Minimum Balance Fees
Many accounts will charge a fee if the account balance goes beneath a certain minimum balance. There are plenty of banks that offer accounts without these fees or any minimum balance requirement. Consumers who want to avoid this fee altogether may want to consider banking with companies that do not charge this fee. In some cases, setting up direct deposit can waive this fee, but this varies from bank to bank.
Allowing money to settle without being used can sometimes incur an inactivity fee. Inactivity fees aren’t charged by many banks, so they are not hard to avoid. Each bank should address the inactivity fee in their bank account terms and conditions.

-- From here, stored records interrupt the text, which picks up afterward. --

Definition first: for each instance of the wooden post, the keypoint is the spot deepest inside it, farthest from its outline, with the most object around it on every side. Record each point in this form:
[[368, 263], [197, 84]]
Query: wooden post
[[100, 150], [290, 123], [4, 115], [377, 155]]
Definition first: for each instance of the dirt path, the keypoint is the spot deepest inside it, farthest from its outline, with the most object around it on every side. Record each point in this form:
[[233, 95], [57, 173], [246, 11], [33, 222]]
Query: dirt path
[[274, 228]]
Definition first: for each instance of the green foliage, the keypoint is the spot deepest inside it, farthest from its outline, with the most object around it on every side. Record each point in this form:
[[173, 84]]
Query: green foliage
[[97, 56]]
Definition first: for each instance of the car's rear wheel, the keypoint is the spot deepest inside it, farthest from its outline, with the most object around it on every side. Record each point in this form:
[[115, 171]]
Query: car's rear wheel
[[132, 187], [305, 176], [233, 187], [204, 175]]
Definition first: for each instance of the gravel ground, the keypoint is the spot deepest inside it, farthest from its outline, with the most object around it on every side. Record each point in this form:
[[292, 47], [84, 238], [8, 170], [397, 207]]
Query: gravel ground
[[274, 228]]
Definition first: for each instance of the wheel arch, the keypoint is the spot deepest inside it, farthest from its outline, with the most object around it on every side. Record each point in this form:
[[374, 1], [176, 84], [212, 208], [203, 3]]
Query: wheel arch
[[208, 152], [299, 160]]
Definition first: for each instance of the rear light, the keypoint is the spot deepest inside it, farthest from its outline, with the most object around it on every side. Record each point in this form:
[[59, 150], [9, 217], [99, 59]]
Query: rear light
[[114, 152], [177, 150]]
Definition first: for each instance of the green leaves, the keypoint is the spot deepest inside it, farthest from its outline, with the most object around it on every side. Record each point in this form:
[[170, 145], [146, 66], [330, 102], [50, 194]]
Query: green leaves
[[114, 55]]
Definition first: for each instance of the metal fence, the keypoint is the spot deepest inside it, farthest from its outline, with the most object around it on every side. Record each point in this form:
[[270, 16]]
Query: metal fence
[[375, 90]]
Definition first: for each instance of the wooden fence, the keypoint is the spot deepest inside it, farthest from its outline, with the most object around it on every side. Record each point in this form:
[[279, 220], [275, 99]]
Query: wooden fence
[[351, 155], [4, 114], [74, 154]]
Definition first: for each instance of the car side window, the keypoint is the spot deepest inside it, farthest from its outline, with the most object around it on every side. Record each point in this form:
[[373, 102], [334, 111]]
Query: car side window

If you bank with a company that implements this fee, setting up a recurring transaction, such as a monthly bill payment, to the account should be enough to avoid inactivity.
Bounced Check Fee
If you try to deposit a check that bounces, you’ll most likely be dealing with a bounced check fee. These fees are assessed to cover the processing expenses of the bank who ultimately does not receive any of the funds. These fees are hard to avoid when they are exacted, but proper check management and communication with the check writer should be enough to keep these fees to a minimum. However, it is still possible to find banks that do not charge this fee at all!
Foreign Transaction Fee
Many banks charge a foreign transaction fee. A foreign transaction fee is typically taken as a percentage of the purchase amount which is usually anywhere from 2 to 6 percent. The easiest way to avoid the foreign transaction fee is to stay in the country! That may not sound fun, so get this. In some cases, it’s possible to pre-clear foreign transactions by talking to the bank before going abroad. If it’s possible to pre-clear foreign transactions, the bank may offer a reduced fee or they could waive it completely. It doesn’t hurt to ask!
That wraps up the discussion of the most common personal banking fees and explanations about how to avoid them. Moving banks can solve a lot of fee-based problems, but even the most generous of banks have to make money somehow. In general, credit unions and online banks have fewer fees than the national or international banking giants, so they might be a good place to start looking to finish off most of the fees once and for all.